Hello

I'm trying to produce a list of all possible unique combinations from another list.

The order does not matter.

For example:

combinaisons_uniques (a, b, c, d) will return :

a, b, c, d

a, b, c

a, b, d

a, b

a, c

a, d

a, c, d

b, c, d

b, c

b d

b

c, d

c

d

any Idea?

Edited April 9, 201015 yr by Guest

There is no apparent need to go recursive here since the number of combinations is down to 16 (15) - making it recursive involves an overhead and safeguarding not needed here.

The function can then by and large be writen like you have put it, including a pilcrow at the end of each line...

Where is the real problem here?

--sd

the real problem is that i don't know how to do... :-(

Your example list has 4 items.

Do you know in advance if all of the lists for your custom function will have 4 items?

If it can be different from 4, is there a maximum number of items it will have?

Edited April 9, 201015 yr by Guest

no, it could be from 2 to 10 items in the list.

I found a java source :

http://stackoverflow.com/questions/403865/algorithm-to-sum-up-a-list-of-numbers-for-all-combinations

http://www.briandunning.com/cf/1023

unique_combinations_counter (number_values)

Edited April 9, 201015 yr by Guest

Although I spotted you missed out a combination, could it be witten this way:

--sd

Benka.zip

Thanks.

But there is a problem.

With 4 items, there are 15 combinations, but

with 7 items, there are 127 combinations...

I'm trying to make a custom function to do this.

Ah yes then it begins to make sense to make it recursive instead.

But it was a little unclear in the beginning of the thread!

--sd

Edited April 9, 201015 yr by Guest

Usage:

ListCombinations("a¶b¶c¶d", ", ")

Custom Function: (uses recursion)

ListCombinations(listOfValues; separator) =

Let(

[

listLength = ValueCount(listOfValues);

lastValue = GetValue(listOfValues; listLength);

lesserList = Case(

listLength > 1; ListCombinations(LeftValues(listOfValues; listLength - 1); separator);

""

)

];

Case(

listLength = 0; "";

listLength = 1; RightValues(listOfValues; 1); /* Ensures ¶ at end */

lastValue & "¶" &

lesserList & /* already terminated by ¶ */

Substitute(lesserList; "¶"; separator & lastValue & "¶")

)

)

Edited April 9, 201015 yr by Guest

:goodpost:

It works! Thanks a lot! :thankyou:

Edited April 9, 201015 yr by Guest

:clap:

--sd

Hello

I'm trying to produce a list of all possible unique consecutive combinations from another list.

The order does matter.

For example:

combinaisons_uniques (a, b, c, d) will return

a,b,c,d

a,b,c

a,b

a

b,c,d

b,c

b

c,d

c

d

any Idea?

Whats wrong with the last reply you got in this direction?

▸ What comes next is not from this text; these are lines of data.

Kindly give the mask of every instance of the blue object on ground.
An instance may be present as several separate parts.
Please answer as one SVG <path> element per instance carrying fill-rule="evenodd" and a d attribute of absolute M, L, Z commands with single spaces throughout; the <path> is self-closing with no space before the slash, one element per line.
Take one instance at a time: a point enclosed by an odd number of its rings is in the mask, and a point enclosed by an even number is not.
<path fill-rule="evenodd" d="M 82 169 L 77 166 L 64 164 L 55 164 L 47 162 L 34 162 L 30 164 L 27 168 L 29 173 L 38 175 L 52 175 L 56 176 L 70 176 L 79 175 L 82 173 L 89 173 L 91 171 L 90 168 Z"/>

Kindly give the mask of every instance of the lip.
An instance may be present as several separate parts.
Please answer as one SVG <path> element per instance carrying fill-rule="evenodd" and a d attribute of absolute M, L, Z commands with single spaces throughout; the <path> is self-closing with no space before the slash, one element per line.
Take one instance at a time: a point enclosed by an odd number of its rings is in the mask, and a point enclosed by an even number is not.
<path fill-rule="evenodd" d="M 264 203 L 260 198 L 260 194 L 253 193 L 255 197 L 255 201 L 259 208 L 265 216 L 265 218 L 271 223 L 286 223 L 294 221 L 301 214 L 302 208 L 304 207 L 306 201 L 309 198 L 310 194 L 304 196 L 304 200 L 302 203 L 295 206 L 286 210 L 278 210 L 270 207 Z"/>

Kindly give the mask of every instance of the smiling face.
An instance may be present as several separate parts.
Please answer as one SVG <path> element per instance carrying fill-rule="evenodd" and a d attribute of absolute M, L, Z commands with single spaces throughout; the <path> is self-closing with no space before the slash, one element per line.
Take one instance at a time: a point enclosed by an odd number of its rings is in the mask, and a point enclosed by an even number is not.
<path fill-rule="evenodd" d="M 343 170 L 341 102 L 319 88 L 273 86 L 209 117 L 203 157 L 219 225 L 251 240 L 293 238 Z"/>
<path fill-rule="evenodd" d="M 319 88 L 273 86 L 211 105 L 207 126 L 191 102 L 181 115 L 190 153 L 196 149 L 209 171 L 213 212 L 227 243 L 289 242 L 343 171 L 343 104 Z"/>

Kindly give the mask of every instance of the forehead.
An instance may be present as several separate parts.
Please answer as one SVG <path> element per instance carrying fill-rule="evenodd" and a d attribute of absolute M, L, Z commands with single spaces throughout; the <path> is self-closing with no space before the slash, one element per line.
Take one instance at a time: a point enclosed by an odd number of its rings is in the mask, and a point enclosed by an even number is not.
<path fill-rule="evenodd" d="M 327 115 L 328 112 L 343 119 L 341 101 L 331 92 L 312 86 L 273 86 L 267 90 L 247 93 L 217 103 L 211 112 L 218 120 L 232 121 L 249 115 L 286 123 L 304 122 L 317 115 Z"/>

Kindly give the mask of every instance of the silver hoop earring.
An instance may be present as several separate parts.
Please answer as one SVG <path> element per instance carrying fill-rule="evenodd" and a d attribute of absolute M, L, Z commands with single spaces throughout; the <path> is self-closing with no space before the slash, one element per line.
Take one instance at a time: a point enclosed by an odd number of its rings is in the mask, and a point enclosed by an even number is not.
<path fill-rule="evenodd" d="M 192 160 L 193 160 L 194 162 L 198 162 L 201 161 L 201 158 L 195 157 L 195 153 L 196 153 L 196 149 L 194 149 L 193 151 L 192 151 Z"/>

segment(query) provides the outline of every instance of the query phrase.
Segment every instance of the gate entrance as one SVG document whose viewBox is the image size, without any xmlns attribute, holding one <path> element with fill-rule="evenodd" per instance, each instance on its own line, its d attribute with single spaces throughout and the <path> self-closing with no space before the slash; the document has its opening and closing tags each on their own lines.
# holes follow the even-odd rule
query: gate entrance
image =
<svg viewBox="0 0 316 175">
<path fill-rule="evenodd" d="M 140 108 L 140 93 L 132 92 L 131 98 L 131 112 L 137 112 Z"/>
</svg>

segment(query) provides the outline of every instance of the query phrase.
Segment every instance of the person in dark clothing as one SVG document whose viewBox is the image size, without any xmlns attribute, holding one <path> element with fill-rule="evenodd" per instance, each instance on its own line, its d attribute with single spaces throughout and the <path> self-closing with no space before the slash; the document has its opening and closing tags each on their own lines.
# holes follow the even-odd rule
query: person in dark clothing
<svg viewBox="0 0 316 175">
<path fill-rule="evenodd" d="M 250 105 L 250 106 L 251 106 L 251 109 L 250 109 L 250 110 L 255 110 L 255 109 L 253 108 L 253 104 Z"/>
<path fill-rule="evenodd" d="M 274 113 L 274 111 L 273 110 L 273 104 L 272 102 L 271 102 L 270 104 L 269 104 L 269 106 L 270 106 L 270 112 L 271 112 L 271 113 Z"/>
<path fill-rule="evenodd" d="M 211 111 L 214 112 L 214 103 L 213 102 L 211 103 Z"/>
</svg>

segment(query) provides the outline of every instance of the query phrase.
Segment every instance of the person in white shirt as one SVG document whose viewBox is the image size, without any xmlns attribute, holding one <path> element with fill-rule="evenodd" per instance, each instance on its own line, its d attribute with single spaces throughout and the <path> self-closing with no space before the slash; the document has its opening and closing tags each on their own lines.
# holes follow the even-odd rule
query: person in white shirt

http://fmforums.com/forum/showtopic.php?tid/214260/post/354242/hl//fromsearch/1/#354242

...is it just the sortorder that makes it wrong?

--sd

This situation is different from the older one in that each result in the list must contain sequential letters from the original sequence without skipping a letter.

Notice that "b, d", "a, d", and so on are not in the list as they were in the older post.

From what I can tell, this is essentially the result of Middle("abcd", n, m) where n and m are appropriately chosen and commas are added.

In designing the function I would use MiddleValues("a¶b¶c¶d"; n;m) and substitute "¶" for "," at the end.

Ah yes I now as well spotted the difference -

--sd

I think the custom function described here provides most of this functionality.

That function has duplicate entries and doesn't separate by commas, but it does provide a starting point.

This works with the caveat that it produces some duplicates in the results. (Maybe someone can suggest a tweak that prevents the duplicates.)

ListSequences("a¶b¶c¶d"; ",") yields

a,b,c,d

a,b,c

a,b

a

b

b,c

b

c

b,c,d

b,c

b

c

c,d

c

d

// ListSequences(listOfValues; separator)

Let(

[

listLength = ValueCount(listOfValues);

properList = RightValues(listOfValues; listLength) /* Ensures ¶ at end */

];

Case(

listLength = 0; "";

listLength = 1; properList;

Substitute(

Left(

properList;

Length(properList) - 1); "¶"; separator) & "¶" &

ListSequences(LeftValues(properList; listLength-1); separator) &

ListSequences(RightValues(properList; listLength-1); separator)

)

)

Edited April 29, 201015 yr by Guest

Hello

Thank you all for your answers!

Sorry for the response time I'm in France.

I'll try to implement a duplicate management in this function.